Thinking about it more, though, I side with Neyman over Fisher, because the interesting problem for me is not testing the null hypothesis, which in nontrivial problems can never be true anyway, but in estimation. And in estimation I am intersted in an average effect, not an effect that is identical across all people. I could imagine a model in which the variance of the treatment effect is proportional to its mean—this would bridge between the Neyman and Fisher ideas—but this is not a model that anyone ever fits.

So, just to say it again: if it’s a pure null hypothesis, sure, go with Fisher. But if you’re inverting a family of hypothesis tests to get a confidence interval (something which I’d almost never want to do, but let’s go with this, since that’s the common application of these ideas), I’d go with Neyman, as it omits the implausible requirement that the treatment effect be exactly identical on all items.

If you look at the original post, you can read the comments, and even see what some people said about the anger management example.

As an aside, I’m surprised Gelman says he’d “almost never want to” invert a family of hypothesis tests to get a confidence interval, since, where possible, that is essentially what is done to use data to learn about magnitudes of discrepancy (that are and are not indicated), which I take him to be interested in.

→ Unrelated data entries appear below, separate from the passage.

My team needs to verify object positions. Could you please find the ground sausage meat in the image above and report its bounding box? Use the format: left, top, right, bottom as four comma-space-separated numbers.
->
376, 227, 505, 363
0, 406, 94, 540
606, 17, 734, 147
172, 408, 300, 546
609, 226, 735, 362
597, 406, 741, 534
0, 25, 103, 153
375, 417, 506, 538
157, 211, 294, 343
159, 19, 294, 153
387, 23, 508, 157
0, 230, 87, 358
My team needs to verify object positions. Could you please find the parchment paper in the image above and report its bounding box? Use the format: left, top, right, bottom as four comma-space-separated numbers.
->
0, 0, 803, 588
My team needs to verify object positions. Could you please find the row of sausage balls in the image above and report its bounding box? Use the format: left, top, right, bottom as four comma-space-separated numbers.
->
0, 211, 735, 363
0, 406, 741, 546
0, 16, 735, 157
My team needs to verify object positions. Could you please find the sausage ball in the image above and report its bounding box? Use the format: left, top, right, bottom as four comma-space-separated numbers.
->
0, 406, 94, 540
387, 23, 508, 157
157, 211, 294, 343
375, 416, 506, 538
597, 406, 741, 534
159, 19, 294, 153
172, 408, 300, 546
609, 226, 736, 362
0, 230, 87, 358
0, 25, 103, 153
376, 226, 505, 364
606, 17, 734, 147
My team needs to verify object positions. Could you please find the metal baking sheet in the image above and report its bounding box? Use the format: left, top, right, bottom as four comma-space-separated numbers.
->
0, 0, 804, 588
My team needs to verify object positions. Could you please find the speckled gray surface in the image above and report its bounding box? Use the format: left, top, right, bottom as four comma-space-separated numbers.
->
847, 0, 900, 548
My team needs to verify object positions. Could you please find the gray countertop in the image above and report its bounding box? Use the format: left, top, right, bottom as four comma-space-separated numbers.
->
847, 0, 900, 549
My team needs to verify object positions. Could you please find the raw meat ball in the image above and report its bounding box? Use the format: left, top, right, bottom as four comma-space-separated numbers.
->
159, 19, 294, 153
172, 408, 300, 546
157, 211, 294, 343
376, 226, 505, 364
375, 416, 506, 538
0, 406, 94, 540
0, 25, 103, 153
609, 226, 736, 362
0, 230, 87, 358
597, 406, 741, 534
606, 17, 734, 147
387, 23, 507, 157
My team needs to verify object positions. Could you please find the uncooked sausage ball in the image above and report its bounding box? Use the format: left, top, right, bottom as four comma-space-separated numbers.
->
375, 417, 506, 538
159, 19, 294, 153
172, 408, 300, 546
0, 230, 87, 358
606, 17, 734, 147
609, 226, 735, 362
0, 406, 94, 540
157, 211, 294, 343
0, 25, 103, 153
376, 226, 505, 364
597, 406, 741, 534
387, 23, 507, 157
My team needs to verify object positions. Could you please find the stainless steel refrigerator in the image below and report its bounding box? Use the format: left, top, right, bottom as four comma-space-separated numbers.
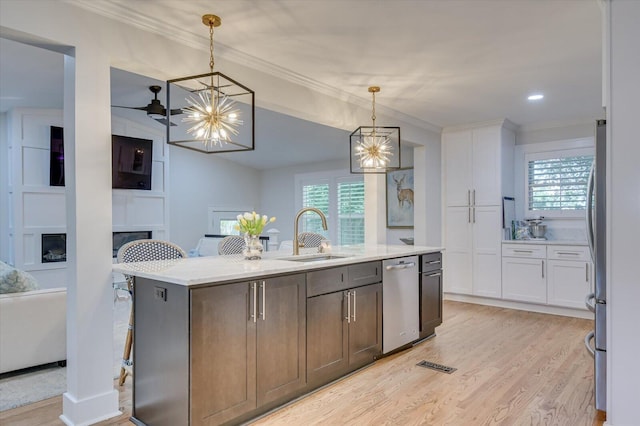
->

I first coined the term blogolog here:

https://errorstatistics.com/2012/03/11/2717/

Just a curious side question: I went back to read the original anger management post, and I’m wondering: why do you say that you “find it hard to believe, however, that Fisher would have thrown some of Neyman’s wooden models onto the floor?”

Eileen: It just makes no sense, unless maybe Neyman had left his wooden models in the seminar room and Fisher was returning them. The idea of Fisher ransacking Neyman’s office is kooky enough–that he’d toss these fragile-looking models around, more so. If I’d known this issue would arise, I would have asked Lehmann when I read Reid. Maybe we’d need to ask a statistician’s shrink.

Fisher is known to have had a quick temper. Is he known for having expressed anger physically? (Hmm… “Banged the door.” …) Is he known to have done similar things to the property of other adversaries?

How plausible is it that persons unknown would have vandalized Neyman’s lab?

(No questions above are rhetorical.)

Corey: Thanks for these amusing questions, as my brain has been hammered by a logical-statistical issue for around 9 hours. I am registering a blank on Fisher and physical anger, assuming I’d ever heard of cases.

Should we really assume Neyman’s office was vandalized? Perhaps Reid was urging Neyman for more details on the big blowup and he just said they wondered one time if Fisher messed up his office?

By the way, I notice you didn’t call yourself Coreyshrink.

Mayo: Fisher did knock out a professional prize fighter who was working security at Cambridge, when (in his mind) they roughly treated one of his female research assistants. I did read the news paper article on it, though was unable to quickly find it on the web.

Throwing wooden models would be less of a big deal.

Keith: Well I’d be glad to hear that Fisher was protecting one of his female research assistants. But even if true (which I doubt without evidence), are we to suppose Neyman’s wooden models were threatening Fisher’s wooden models? Have you seen pictures of these models by the way?

Gelman states that he is intersted in an average effect when performing estimation; but a question I have is: how does he know that his inference is not immune to Simpson’s paradox, which implies that averages may not always be useful? Also, I’m not sure whether null hypotheses *never* could be true (in nontrivial problems), as one supposedly does not know the ‘true’ value of a parameter in advance in most realistic situations.

Nicole: I missed this. There is a fallacy invariably connected to claims that null hypotheses can never be true. With sufficient data, we may argue, they may be found false (i.e., SS results obtained), but that is different from being false. See what I mean?